The following key points were made:
- Primary Care providers are our nation’s “front line forces” for bioterrorism surveillance, detection and immediate care, accounting for approximately 113 visits/1000 population/month contrasted with 13 emergency department visits/1000 population/month and 1 admission to an academic-medical-center hospital/1000 population/month. (1)
- Our hospitals and emergency departments, frequently at the limits of their capacity now, could not possibly assume the task of evaluating the general population with flu-like syndromes for anthrax or for other conditions that may first present as abnormal epidemics of common symptoms.
- Testing every patient for anthrax with flu-like symptoms and no other risk factors would entail enormous unnecessary cost
- Effective bioterrorism surveillance is a complex task with multiple approaches including Mechanistic, Laboratory, and Sentinel surveillance
- Volunteer reporting of surveillance data is problematic, especially if the condition (e.g. anthrax) does not appear or if the reporting process involves significant time and resources outside the normal practice of the physician.
- In the U.K, 98 % of the GP’s have access to an electronic clinical record system at the point of care as contrasted with the United States where approximately 5% of family physicians are using such technologies.
- The PCIWG has developed, over the past two years, a National Strategic Plan in Primary Care Informatics which calls for standards-based Electronic Medical Records in every physician’s office
- The National Alliance for Primary Care Informatics* has endorsed the Vision Statement that “Every Primary Care Provider will use information technology that includes electronic health records with the ability to access and communicate needed clinical information to achieve high quality, safe, and affordable health care.”
Recommendations:
- Every primary care physician in the United States must be provided now with information on bioterrorism surveillance and detection using our current resources, especially in anticipation of the flu season, in order to both provide appropriate care and to avoid enormous unnecessary panic and healthcare expense.
- Every primary care physician in the United States must have and use a fully functional Electronic Medical Record (EMR) with standardized clinical data for current and future domestic surveillance against biological, chemical and nuclear weapons on civilian populations.

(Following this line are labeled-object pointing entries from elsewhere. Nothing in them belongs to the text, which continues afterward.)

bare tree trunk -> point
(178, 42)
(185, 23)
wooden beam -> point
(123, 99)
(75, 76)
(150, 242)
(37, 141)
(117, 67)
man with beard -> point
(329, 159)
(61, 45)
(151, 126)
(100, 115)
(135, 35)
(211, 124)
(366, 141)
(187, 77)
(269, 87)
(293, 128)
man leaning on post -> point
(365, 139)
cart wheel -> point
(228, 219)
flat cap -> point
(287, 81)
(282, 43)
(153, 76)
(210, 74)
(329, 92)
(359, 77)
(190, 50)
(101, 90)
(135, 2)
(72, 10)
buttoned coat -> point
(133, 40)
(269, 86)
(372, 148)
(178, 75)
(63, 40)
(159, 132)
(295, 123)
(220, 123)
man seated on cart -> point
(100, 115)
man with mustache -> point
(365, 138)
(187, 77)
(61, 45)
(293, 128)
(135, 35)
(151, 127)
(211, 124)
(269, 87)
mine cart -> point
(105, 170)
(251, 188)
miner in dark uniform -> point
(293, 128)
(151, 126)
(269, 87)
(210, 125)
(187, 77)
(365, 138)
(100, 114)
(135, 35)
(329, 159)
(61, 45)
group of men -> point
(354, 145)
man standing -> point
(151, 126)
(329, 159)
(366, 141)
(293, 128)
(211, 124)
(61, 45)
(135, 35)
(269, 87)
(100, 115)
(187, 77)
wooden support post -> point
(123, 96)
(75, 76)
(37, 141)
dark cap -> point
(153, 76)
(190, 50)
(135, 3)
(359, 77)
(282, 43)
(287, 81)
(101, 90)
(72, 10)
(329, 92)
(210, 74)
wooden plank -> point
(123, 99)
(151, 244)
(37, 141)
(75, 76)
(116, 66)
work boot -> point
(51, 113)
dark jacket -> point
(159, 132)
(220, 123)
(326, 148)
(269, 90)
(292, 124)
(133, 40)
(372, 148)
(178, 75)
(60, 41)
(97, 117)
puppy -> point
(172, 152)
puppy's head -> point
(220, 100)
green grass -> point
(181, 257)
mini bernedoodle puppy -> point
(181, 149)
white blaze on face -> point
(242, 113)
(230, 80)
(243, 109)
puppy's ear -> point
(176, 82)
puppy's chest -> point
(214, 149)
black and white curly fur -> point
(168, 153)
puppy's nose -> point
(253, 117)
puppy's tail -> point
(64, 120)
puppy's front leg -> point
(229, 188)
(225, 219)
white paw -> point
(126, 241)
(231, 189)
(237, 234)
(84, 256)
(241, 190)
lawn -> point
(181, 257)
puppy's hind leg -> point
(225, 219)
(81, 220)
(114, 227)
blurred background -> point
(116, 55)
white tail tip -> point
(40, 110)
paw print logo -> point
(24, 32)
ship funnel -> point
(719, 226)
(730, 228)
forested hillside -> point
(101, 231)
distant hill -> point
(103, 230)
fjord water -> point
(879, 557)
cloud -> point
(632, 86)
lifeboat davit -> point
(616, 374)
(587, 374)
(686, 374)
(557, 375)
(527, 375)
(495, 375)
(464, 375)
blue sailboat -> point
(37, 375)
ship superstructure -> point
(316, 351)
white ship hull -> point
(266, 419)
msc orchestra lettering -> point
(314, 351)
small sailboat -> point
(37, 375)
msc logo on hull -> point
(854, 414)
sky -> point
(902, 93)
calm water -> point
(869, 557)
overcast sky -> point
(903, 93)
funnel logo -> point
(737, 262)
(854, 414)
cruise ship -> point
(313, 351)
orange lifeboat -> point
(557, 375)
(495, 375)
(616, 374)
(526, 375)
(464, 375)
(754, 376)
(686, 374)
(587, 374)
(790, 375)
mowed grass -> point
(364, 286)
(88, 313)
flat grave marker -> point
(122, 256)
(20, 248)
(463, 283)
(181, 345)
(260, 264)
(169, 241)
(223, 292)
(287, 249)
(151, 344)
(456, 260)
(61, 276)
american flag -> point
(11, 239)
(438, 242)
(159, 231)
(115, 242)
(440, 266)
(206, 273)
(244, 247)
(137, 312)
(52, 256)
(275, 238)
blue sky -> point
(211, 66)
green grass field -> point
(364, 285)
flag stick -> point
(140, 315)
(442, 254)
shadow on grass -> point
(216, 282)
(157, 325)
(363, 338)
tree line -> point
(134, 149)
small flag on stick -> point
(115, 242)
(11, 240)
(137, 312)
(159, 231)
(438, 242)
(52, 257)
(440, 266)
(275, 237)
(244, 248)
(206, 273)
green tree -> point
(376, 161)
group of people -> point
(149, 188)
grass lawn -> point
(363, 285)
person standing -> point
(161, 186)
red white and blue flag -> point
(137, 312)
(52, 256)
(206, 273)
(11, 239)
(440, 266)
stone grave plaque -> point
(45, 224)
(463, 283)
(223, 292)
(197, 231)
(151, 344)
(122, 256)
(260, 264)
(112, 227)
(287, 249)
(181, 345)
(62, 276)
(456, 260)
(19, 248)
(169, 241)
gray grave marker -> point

- Those EMRs must “fit” the primary care environment to be effective
- The data obtained must be available for epidemiological surveillance regionally and nationally while protecting patient confidentiality.
- Relevant expert knowledge and decision support at the point of care must be linked to the EMR.
- Development of such EMRs requires a national commitment to defining standards to which industry can respond.
- Primary care acquisition and implementation of such EMRs requires funding mechanisms
- The Primary Care Informatics Working Group offers its expertise to work with all healthcare organizations, public health officials, the Department of Defense, other agencies, vendors, payers and the public (our patients) to assist in the development of a comprehensive and integrated plan.
Conclusion:
Weapons of mass destruction including biologic, chemical and nuclear devices, are threats to populations in every country today. While resolution of those threats is the task of governments, surveillance for early detection and treatment is the responsibility of the health care systems of each country. Effective surveillance and treatment requires clinical information systems that capture relevant data in a coded and standardized form, permitting rapid analysis of pooled information and decision support directed to health care providers.
We are faced now with the opportunity to create and/ or to adopt global standards that will enable global surveillance. Such standards will, as a critically important by-product, allow for global studies of many health conditions, interventions and outcomes thereby profiting the world population’s health and well being.